It’s time for any would-be buyers for Barneys New York to step forward.
The bankrupt retailer faces a key deadline today — it must secure formal expressions of interest from potential buyers.
If no buyer comes forward with a “reasonably acceptable” indication and Barneys cannot work out a revised budget with its lenders, the company could face liquidation.
Barneys’ chief restructuring officer Mohsin Meghji, managing partner at restructuring and financial advisory firm M-III Advisors LP, previously estimated a roughly $220 million “floor value” for a sale. That would include the costs of the retailer’s secured debt, as well as its administrative and priority claims.
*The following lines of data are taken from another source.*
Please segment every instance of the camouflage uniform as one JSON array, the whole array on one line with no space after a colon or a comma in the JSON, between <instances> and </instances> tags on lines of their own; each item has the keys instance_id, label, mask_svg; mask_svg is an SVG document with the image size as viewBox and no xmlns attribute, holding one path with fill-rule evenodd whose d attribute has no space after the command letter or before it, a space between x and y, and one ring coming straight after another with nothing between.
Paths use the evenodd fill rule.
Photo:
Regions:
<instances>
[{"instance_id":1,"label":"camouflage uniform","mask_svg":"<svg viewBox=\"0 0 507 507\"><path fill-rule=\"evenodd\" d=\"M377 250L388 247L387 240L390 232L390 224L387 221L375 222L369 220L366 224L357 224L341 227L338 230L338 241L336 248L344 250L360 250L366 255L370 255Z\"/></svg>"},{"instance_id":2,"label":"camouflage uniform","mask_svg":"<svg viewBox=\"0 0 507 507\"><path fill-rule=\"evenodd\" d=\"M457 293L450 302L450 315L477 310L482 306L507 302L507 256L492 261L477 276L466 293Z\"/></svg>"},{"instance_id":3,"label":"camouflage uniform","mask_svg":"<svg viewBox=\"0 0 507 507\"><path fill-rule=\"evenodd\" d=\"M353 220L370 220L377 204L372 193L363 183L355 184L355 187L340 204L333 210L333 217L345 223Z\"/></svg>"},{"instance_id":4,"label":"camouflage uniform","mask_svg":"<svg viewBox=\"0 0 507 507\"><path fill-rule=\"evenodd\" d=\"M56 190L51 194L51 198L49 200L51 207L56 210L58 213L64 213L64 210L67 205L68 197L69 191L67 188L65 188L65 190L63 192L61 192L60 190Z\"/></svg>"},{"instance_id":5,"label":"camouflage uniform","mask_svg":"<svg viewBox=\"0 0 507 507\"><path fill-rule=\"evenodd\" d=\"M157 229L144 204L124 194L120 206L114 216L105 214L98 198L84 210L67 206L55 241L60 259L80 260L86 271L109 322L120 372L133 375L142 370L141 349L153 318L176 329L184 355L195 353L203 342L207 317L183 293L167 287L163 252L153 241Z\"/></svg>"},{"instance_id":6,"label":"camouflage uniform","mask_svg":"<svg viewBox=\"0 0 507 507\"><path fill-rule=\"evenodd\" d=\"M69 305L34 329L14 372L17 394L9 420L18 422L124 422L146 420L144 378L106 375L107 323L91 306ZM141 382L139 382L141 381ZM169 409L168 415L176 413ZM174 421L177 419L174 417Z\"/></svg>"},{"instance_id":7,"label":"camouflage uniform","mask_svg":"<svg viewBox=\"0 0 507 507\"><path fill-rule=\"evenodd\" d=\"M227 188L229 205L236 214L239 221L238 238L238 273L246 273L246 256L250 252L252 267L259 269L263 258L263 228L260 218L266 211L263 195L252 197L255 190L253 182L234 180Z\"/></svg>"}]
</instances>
There is a narrow two-day window, until the end of the day Friday, to address potential disputes, according to a filing in the case.
But there are also key questions that any buyer would want to consider while looking at a company that is rapidly losing money.
A court filing detailing Barneys’ finances, from when it went bankrupt on Aug. 6 through the end of that month, illustrates how tight of a jam the company is in.
Over the three-plus weeks that saw Barneys start to close several stores and begin its journey through the Chapter 11 process, the company logged revenues of $31.6 million. But that was nowhere near enough to cover $17.3 million in cost of sales or $29.8 million in selling, general and administrative expenses. The result was a loss of $16.3 million for the period.
At the end of August, Barneys had inventory valued at $191.9 million and $10.3 million in cash on hand — but clearly it can’t sustain such steep losses for long.
As one source familiar with the situation noted, it’s time for Barneys’ suitors to “put up or shut up.”
The luxury retailer has long captured the imagination of dealmakers with a particular interest in fashion. And its attorneys told Judge Cecelia Morris this month that Barneys chief executive officer and president Daniella Vitale was traveling around Europe and the U.S. to meet with potential investors.
But the company’s efforts to find a buyer before the bankruptcy certainly didn’t pan out — neither Vitale nor controlling shareholder Richard Perry were able to secure a deal to prevent a filing. Now the Chapter 11 process has changed the equation by cutting the company’s debt load and helping it exit 15 money-losing stores.
Nonetheless, it’s not an easy buy. A number of parties are said to have done at least some of the due diligence necessary to determine their interest, but it’s not clear just how many will commit. One source estimated three or four players could stay in the process.
Authentic Brands Group has long been keen on Barneys. And there is also talk about a strategic that has been exploring the possibility of a deal. Sources said Neiman Marcus-parent Ares Management took a passing interest, but has since taken a step back.
The difficulty, in part, is that any would-be buyer would likely not only have to cover the company’s bankruptcy financing and costs — it would also have to come away with a viable business.
And buyers would have to have a plan for how to structure that.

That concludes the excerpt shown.